What to make of all that? Lurie doesn't really know -- the notion of otherwise serious people becoming dependent on channelling spirits is baffling. She talks about how she used astrology in one of her novels, assigning a zodiacal sign to each of her characters to help develop them, and how she briefly thought she and Merrill and Jackson had something in common -- they all used the supernatural as an aid to creativity. But it was much more important to Merrill and Jackson. They actually believed in it. For years it occupied most of their free time.
Was it really spirits? Or was it a manifestation of their combined unconscious? Or was it one of them -- she suggests it was possibly Jackson, an unsuccessful novelist -- consciously or unconsciously pushing the planchette alone?
One of my favorite novels is Margaret Atwood's under-read Lady Oracle. It's about a woman who has a perfectly decent career writing historical romances, but who becomes suddenly famous when she writes a book of poetry by staring into a candle and writing automatically, in a trance. It's such a writerly fantasy: you close your eyes, stop thinking, stop trying hard, and let your hand just do all the writing on its own. And it's brilliant and you get famous.

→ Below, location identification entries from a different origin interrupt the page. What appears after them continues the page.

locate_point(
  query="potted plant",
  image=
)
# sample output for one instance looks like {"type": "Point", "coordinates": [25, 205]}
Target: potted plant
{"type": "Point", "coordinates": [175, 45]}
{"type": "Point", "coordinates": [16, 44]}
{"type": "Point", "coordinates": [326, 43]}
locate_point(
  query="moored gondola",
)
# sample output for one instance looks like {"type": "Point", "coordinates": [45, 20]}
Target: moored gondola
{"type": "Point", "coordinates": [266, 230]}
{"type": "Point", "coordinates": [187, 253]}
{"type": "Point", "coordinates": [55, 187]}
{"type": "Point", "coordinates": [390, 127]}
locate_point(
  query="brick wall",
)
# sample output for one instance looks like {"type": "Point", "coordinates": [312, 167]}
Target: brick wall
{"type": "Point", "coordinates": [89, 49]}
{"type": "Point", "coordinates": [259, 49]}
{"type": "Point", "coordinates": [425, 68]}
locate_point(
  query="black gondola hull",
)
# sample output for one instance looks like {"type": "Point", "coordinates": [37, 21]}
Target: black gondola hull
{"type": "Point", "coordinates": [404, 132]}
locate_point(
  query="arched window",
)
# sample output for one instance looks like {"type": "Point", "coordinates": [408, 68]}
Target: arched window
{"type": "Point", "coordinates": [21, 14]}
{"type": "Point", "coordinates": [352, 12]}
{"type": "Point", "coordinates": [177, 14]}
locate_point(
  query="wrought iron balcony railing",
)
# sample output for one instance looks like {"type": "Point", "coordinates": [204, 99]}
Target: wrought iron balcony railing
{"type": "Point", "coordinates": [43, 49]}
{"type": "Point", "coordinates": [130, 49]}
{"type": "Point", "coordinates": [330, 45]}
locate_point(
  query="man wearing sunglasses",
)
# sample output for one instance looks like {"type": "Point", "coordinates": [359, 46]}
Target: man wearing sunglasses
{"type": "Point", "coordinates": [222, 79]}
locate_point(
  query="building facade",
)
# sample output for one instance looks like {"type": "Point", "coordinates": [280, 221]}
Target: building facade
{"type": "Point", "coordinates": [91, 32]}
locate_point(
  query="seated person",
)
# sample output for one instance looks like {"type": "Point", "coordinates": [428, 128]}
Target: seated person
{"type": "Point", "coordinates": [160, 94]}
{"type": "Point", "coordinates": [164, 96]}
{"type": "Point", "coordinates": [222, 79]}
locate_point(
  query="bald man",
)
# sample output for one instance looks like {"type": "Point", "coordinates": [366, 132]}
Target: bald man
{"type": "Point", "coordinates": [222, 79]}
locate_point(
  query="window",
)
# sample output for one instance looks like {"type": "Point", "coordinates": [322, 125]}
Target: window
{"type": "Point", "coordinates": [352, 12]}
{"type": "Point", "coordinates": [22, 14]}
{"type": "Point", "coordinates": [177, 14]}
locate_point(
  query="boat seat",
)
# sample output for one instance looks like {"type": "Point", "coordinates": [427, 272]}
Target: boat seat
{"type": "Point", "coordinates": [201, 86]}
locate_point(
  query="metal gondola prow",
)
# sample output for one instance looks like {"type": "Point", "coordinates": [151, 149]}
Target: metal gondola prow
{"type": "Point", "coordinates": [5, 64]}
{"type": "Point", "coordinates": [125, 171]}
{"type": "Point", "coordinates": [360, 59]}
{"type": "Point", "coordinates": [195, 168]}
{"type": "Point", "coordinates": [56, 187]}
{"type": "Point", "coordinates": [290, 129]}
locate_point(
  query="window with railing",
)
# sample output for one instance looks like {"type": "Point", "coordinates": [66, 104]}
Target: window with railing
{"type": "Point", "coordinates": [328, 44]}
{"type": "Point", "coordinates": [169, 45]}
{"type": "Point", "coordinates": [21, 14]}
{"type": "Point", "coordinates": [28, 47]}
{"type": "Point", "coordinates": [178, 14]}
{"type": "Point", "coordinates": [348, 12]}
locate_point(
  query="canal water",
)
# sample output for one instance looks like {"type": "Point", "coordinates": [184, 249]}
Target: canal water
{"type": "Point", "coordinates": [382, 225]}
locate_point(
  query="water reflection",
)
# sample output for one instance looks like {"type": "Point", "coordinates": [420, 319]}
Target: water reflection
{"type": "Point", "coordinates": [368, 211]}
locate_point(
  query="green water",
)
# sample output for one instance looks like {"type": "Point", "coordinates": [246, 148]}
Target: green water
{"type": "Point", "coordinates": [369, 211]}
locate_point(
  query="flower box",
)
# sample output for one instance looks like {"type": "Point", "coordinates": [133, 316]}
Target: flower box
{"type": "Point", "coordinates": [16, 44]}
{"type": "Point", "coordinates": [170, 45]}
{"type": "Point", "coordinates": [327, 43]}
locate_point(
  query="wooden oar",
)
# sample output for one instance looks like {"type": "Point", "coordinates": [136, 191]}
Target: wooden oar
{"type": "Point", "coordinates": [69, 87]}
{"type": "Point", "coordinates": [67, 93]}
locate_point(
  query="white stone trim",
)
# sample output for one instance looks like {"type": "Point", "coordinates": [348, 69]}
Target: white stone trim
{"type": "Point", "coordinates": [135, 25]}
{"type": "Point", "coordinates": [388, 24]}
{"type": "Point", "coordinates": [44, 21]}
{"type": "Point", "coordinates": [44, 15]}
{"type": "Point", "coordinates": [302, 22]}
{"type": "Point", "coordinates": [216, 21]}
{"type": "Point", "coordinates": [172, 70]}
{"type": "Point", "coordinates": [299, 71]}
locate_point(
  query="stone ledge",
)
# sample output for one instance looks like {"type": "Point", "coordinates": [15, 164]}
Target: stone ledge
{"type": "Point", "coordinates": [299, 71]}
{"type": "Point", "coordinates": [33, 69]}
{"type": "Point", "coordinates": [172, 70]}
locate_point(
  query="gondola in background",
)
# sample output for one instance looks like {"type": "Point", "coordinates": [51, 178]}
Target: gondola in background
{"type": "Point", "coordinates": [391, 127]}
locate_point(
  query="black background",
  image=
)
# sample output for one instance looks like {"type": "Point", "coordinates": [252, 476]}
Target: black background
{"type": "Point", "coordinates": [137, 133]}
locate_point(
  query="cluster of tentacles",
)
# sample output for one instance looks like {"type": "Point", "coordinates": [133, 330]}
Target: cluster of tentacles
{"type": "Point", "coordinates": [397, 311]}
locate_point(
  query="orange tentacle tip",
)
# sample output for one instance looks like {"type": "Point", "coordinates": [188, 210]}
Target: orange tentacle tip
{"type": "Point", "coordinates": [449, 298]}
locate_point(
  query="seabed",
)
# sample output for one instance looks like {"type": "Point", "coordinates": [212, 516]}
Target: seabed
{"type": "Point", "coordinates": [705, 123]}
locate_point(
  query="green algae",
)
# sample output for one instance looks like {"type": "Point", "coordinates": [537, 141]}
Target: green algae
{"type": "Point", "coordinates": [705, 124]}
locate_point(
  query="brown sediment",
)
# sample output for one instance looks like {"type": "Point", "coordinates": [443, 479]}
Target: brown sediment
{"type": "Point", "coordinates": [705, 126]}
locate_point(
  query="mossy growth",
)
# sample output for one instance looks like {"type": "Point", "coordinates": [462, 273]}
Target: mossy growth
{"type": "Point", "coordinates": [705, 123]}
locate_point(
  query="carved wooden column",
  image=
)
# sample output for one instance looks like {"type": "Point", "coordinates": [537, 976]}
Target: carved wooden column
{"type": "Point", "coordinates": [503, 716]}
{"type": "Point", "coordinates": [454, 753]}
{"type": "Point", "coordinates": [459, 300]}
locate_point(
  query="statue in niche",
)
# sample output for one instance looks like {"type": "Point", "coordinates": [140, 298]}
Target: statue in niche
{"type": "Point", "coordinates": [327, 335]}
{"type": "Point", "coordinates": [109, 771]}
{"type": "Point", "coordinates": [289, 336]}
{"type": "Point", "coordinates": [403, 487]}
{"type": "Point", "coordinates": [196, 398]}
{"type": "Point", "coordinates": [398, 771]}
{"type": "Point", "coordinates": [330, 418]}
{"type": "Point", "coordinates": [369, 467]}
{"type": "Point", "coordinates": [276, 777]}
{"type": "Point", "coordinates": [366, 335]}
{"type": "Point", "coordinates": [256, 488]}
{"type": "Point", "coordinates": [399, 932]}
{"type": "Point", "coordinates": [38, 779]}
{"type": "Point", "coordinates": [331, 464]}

But you know what? It's rather like what happens, anyway. (Not so much the brilliant and famous part.) But very often, writing comes from a place not entirely under your control. Writers often talk about their work going off in directions that surprise them, of characters having more life than the writer actually put into them. Where did all that come from? It can certainly feel supernatural.
Last summer when the final Harry Potter book came out, our store held a party and I read tarot cards for people all night. At first I felt like a terrible fraud, even though I didn't charge any money; I'm certainly not a tarot scholar by any means, plus I don't even believe in that stuff. But there was something about reading tarot that evening that was really tremendously fun and interesting. With some people, I had nothing. I blabbed for a few minutes, and they moved on. But with other people, I just looked at them and felt a connection, a knowingness. The cards were potent, everything I said felt important and true. Several people contacted me later and told me how accurate their reading was, how scarily apt the cards were.
But like I said, I don't believe in that stuff. I didn't, and I still don't. What I believe in is the human unconscious. We know so much more than we let ourselves acknowledge -- about ourselves and about others and about human nature. The supernatural, I think, can be a way to get at that information.
I have what is possibly one of central New York's largest collection of Ouija boards. Yet I have never once tried to use one. I guess I'm scared of either eventuality -- what if it doesn't work? What if it does?
What do you think? Should I give it a try?